2.2. L’individualisation de l’homme et la communauté

Cette approche de Marx n’est pas sans hésitations : il revient périodiquement sur les mêmes problèmes pour mieux en restituer le sens et préciser certaines formulations. Ce caractère de produit en construction n’est pas surprenant si l’on considère l’ampleur du champ de recherche abordé : Marx construit en quelques pages l’esquisse d’un vaste mouvement historique que l’on peut représenter à partir de la schématisation de F. Tokei (1966). La communauté antique serait un stade (pas nécessairement historique) intermédiaire entre le MPA (ou la communauté primitive) où l’accès au sol suppose l’appartenance préalable à la communauté, et la communauté germanique qui fonctionne selon le principe inverse.

L’erreur de Tokei est de suggérer qu’il y a là un schéma de développement historique , alors que Marx ne fait qu’effectuer un repérage théorique . Sa démarche est généalogique : elle part du produit final, l’individu « libre », et s’efforce de préciser les étapes progressives, mais pas nécessairement successives (il peut y avoir des « raccourcis »). Surtout, l’individualisation n’est pas la dynamique de l’histoire, même si elle joue un certain rôle, par exemple en ouvrant à l’action des individus des champs sans cesse plus étendus. C’est le cas lorsque des progrès dans les techniques de production autorisent, mais n’impliquent pas nécessairement, le changement des modes d’organisation productive ou sociale : des groupes nouveaux, souvent plus restreints, clans, familles, créent des interférences avec le champ communautaire préexistant, le parcellisant et le dépassant tout à la fois.

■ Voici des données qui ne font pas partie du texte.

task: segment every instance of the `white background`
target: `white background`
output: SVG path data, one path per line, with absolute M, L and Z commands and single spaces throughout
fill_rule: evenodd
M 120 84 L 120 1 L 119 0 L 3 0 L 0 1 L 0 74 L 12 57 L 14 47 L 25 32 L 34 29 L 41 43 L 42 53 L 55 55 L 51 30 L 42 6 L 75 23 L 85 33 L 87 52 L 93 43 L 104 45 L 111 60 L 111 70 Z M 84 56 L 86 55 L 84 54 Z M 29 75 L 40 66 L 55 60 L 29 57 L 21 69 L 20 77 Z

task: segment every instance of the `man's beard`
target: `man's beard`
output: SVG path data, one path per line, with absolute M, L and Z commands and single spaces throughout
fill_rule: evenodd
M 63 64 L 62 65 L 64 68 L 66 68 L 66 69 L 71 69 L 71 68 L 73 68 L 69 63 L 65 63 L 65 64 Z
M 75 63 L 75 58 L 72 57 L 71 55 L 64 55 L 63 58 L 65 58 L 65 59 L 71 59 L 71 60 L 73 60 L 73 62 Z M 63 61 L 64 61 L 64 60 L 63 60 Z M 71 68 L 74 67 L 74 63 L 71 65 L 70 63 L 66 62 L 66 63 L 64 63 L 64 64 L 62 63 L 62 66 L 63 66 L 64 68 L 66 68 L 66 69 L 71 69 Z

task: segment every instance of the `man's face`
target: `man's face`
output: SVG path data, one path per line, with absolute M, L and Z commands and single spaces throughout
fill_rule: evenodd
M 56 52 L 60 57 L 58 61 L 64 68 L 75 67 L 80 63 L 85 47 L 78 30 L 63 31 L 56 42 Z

Les combinaisons nouvelles qui résultent des divisions internes, comme de l’ouverture sur l’extérieur par des liens extra-communautaires, tendent à entrer en contradiction avec les procès collectifs de production dont ils amorcent la destruction, annonçant la mise en cause de leurs supports, qui sont les modes communautaires d’accès au sol.

Les communautés antiques manifestent déjà sous une forme particulière l’existence de ces tensions, mais la communauté de type « archaïque » sur laquelle repose le MPA n’atteint un très haut degré de désagrégation que dans les communautés germaniques.

Dans ce qui suit l’ensemble du schéma ne fera pas l’objet d’un traitement systématique, mais il sera présent par le biais de ses principaux axes :

- l’indissociation individu/communauté, dont les formes seront précisées au chapitre 10, qui pose des problèmes particuliers à l’union d’une paysannerie dont l’unité sociologique et culturelle est pourtant très forte ;

- les formes particulières d’instabilité des Etats « asiatiques », qui contrastent avec l’immobilisme des sociétés (Ch. 9) ;

- le mode d’insertion particulier du pouvoir dans l’idéologie, né de la représentation fantasmatique que la communauté a d’elle-même (Ch. 8).